None of the papers I read gave me the epiphany though, the understanding came little by little, literally reading some of the papers 10 times.
The intent of this series of posts is first to brush up the concept of PBR from the artist point of view (the easy part :D), and then to explain the physical concepts behind it and what you have to understand as a developer.
This paper aims to present PBR as I would explain it to my mother. You shouldn’t need a degree in image rendering theories, neither should you need to be a genius to understand what’s coming.
There are a lot of papers out there, with a lot of complicated words and equations, that assume a solid background knowledge of image rendering, lighting, shading etc…
I won’t assume this here.
Of course, I’d like this to be as accurate as possible, so if you have more information, or if explanations are not clear, feel free to chime in.

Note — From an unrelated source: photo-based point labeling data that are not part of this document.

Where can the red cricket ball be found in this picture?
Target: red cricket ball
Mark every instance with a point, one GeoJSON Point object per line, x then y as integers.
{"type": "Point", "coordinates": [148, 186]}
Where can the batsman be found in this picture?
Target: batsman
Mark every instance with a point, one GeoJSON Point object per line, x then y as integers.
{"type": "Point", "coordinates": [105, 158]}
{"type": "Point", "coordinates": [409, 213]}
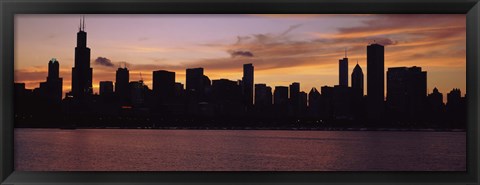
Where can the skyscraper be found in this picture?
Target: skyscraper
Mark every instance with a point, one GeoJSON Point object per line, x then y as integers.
{"type": "Point", "coordinates": [280, 96]}
{"type": "Point", "coordinates": [248, 84]}
{"type": "Point", "coordinates": [194, 80]}
{"type": "Point", "coordinates": [294, 98]}
{"type": "Point", "coordinates": [357, 80]}
{"type": "Point", "coordinates": [54, 82]}
{"type": "Point", "coordinates": [106, 88]}
{"type": "Point", "coordinates": [375, 81]}
{"type": "Point", "coordinates": [82, 72]}
{"type": "Point", "coordinates": [406, 91]}
{"type": "Point", "coordinates": [164, 84]}
{"type": "Point", "coordinates": [122, 87]}
{"type": "Point", "coordinates": [263, 95]}
{"type": "Point", "coordinates": [343, 71]}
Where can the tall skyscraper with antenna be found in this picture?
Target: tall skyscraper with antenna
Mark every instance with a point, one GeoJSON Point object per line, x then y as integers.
{"type": "Point", "coordinates": [82, 72]}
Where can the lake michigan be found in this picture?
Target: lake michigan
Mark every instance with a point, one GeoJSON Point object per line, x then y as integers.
{"type": "Point", "coordinates": [237, 150]}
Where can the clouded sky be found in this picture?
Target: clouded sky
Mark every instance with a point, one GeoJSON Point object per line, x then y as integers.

I’m an artist, I want to know what PBR is :
So you’re an artist, and have some experience in making assets for games. The most commonly used model for describing a material is the Phong reflection model (from Bui Tuong Phong, a clever guy that died very young).
This model describes how light reflects on a material by splitting it in 3 factors: Ambient color, Diffuse color, Specular color. This should sound familiar to 3D game artists.
This model is a very rough approximation of what’s really going on when light hit a surface of a real life material, but until then it was pretty much enough for a video game. Of course there are dozens of other models and even modification of Phong model, but this one is the most used, and that’s the one we use in jMonkeyEngine.
The issue with this model is that it’s complicated to have a material that looks consistent under different lighting environment.
-
Ambient is supposed to represent Ambient lighting, being some sort of omnipresent dim light, that tries to fake indirect lighting coming from reflection of light on the surrounding objects.
-
Diffuse is more straightforward: it’s the actual color of the object when it’s under a white light.
-
Specular represent the color of the reflected highlights, and the intensity is driven by a “shininess” parameter (at least in jME but that’s pretty common). The issue is that the specular color also drives the intensity because the brighter the color the more intense the specular will be.
All of this leads to a lot of tweaking to look correct, and may not look as good as it should under a different lighting environment. It also relies heavily on an artist’s best guesses about the material.
So here comes Physically Based Rendering. Not that the previous one was not physically based…but whatever, that sounds pretty cool.
Everybody has their own way to implement PBR, but every implementation share common goals and concepts.
Goals :
-
Ease the artist’s material workflow.
-
More “photo realistic” rendering.
Concepts :
-
Every surface has a reflection (specular); even the rougher ones at grazing angles.
-
Energy conservation: a surface cannot reflect more light that it has received.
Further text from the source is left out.